Ein Eingeweihter erklärt: „Nehmen wir nur das Jahr 2011, in dem ja ein satter Verlust von 5,87 Millionen Euro gemacht wurde. In der Bilanz hat man diese Position mit einer Gewinnrücklage saldiert und kommt so auf ein ausgeglichenes Ergebnis. Diesmal könnte etwas Ähnliches vorliegen. Der erwirtschaftete Verlust reduziert sich durch die Saldierung entsprechend. Das ist eine einfache Subtraktionsrechnung. Man subtrahiert irgendwelche Rückstellungen, die man noch hat, und schon sieht der Verlust nicht mehr so schlimm aus. Bilanztechnisch und rechtlich ist das allerdings legitim.“ Und für die allergrößte Not hat man ja noch Landrat Ostermann, der – wie er kürzlich der Böhme-Zeitung mitteilen ließ – im Oktober vergangenen Jahres ganz ohne größere politische Debatte (lediglich der Kreisausschuss erhielt eine dürre mündliche Mitteilung) dem HKK unabhängig von den im Lagebericht erwähnten Kontokorrentkrediten den Zugriff auf frische Millionen ermöglichte.
Wie der Landrat auf Anfrage der Böhme-Zeitung mitteilte, „stellt der Heidekreis im Rahmen seiner Kassenkreditlinie der Klinikum GmbH von ihm nicht benötigte liquide Mittel zur Verfügung.“ Von diesem Kreis-Dispo in Höhe von 25 Millionen Euro darf sich nach Ostermanns Bewilligung das HKK 6 Millionen Euro abgreifen. Diese vom HKK neu erschlossene Finanzquelle ist umso wertvoller, als für diesen Millionendispo keine zusätzlichen Sicherheiten bei den betreffenden Kreditinstituten hinterlegt werden müssen, wie es ein „normaler“ Kredit etwa in der Form einer Grundstückshypothek erfordert hätte. Grundsätzlich, so stellt die Wirtschaftsprüfungsgesellschaft KPMG in ihrer HKK-Bilanz 2011 fest, hänge der Bestand des Klinikums für 2012 und 2013 von einer erfolgreichen Umsetzung des Maßnahmenpakets und der „künftigen Aufrechterhaltung der Finanzierung seitens der kreditgebenden Banken“ ab.

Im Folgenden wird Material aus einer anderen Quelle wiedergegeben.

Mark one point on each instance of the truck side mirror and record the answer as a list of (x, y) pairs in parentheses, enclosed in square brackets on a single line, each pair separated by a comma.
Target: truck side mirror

Gemeint sind hier die Kreissparkasse Walsrode, deren Verwaltungsrat (vergleichbar mit einem Aufsichtsrat) von HKK-Aufsichtsratsvorsitzendem Hermann Norden geführt wird, und die Kreissparkasse Soltau, dessen Verwaltungsratsvorsitzender HKK-Aufsichtsratsmitglied und SPD-Kreistagsfraktionsvorsitzender Dieter Möhrmann ist. Ob zwei, sechs oder noch mehr Millionen Euro Verlust: Das HKK scheint für den Heidekreis zum Fass ohne Boden zu werden, denn außer dem Extra-Dispo trägt der Kreis laut Ostermann seit Mitte der 90er-Jahre bis heute Zins- und Tilgungsleistungen für seinerzeitige Bauinvestitionen in Höhe von rund zwei Millionen Euro jährlich. Hinzu kommen immer mal wieder anlassbezogene Extrazahlungen, wie im Februar 2012 mal eben 250 000 Euro zur „Mehrkostenabdeckung“. Ein Ende ist nicht abzusehen, hat doch der Landrat gerade erst medienwirksam angekündigt, dass ein letzter finanzieller „Kraftakt“ zur Rettung des HKK nötig werden könnte. Da ist es nur ein schwacher Trost, wenn Ostermann jetzt die Böhme-Zeitung auf Nachfrage in Sachen „Kraftakt“ wissen lässt, dass es für weitergehende Zahlungen an das HKK „derzeit keine Veranlassung“ gebe.